Figure 1.

Molecular basis for the efficacy of PARP inhibition in HR-deficient tumor cells. In homologous recombination (HR) proficient PDAC cells, single-strand DNA breaks (SSBs) lead to the rapid synthesis and recruitment of the DNA damage sensor poly (ADP-ribose) polymerase (PARP).

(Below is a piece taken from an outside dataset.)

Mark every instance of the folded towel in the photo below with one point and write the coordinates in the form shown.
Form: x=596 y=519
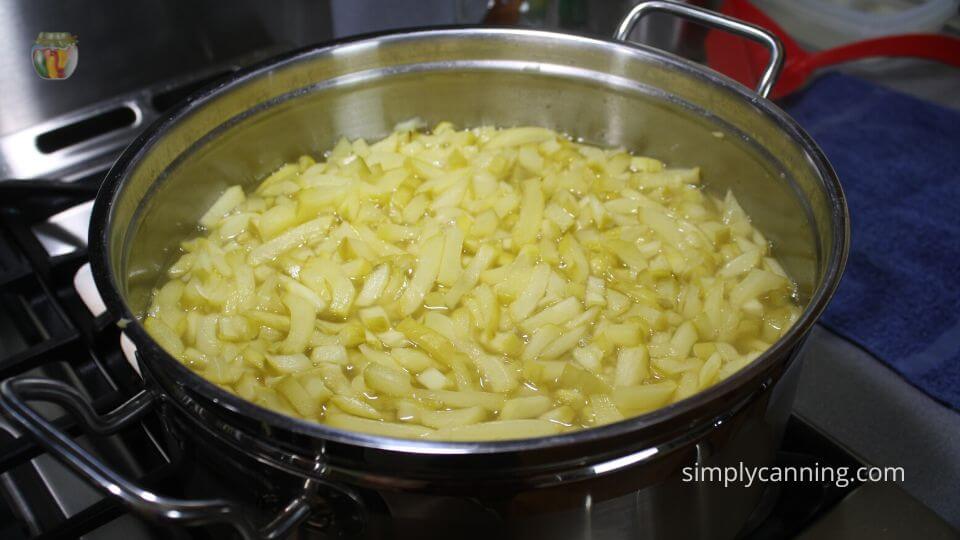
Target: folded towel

In brief, once the PARP enzyme recognizes the DNA breaks via its DNA-binding domain, PARP facilitates base excision repair by acting as a scaffold to recruit additional DNA repair proteins including PNKP, APTX, and LIG3. These additional repair proteins process the SSB, and the gap in the DNA strand is then filled by DNA polymerases and ligated by LIG1. For more severe double-strand breaks (DSBs), protein kinases including ATM and ATR act as damage sensors, driving the recruitment of BRCA proteins to the site of DNA damage. BRCA proteins, assisted by others including BARD1 and BRIP1, organize the assembly of several other DNA repair proteins. This culminates in RAD51 loading, strand invasion, DNA synthesis, and HR-mediated DNA repair to maintain genomic integrity. PDAC cells with deleterious mutations to BRCA or PALB2 are deficient in HR repair, and unable to accommodate DSBs. Therefore, by disrupting the ability of these cells to repair SSB repair using PARP inhibitions, these cells accumulate DSBs, resulting in DNA fragmentation and programmed cell death.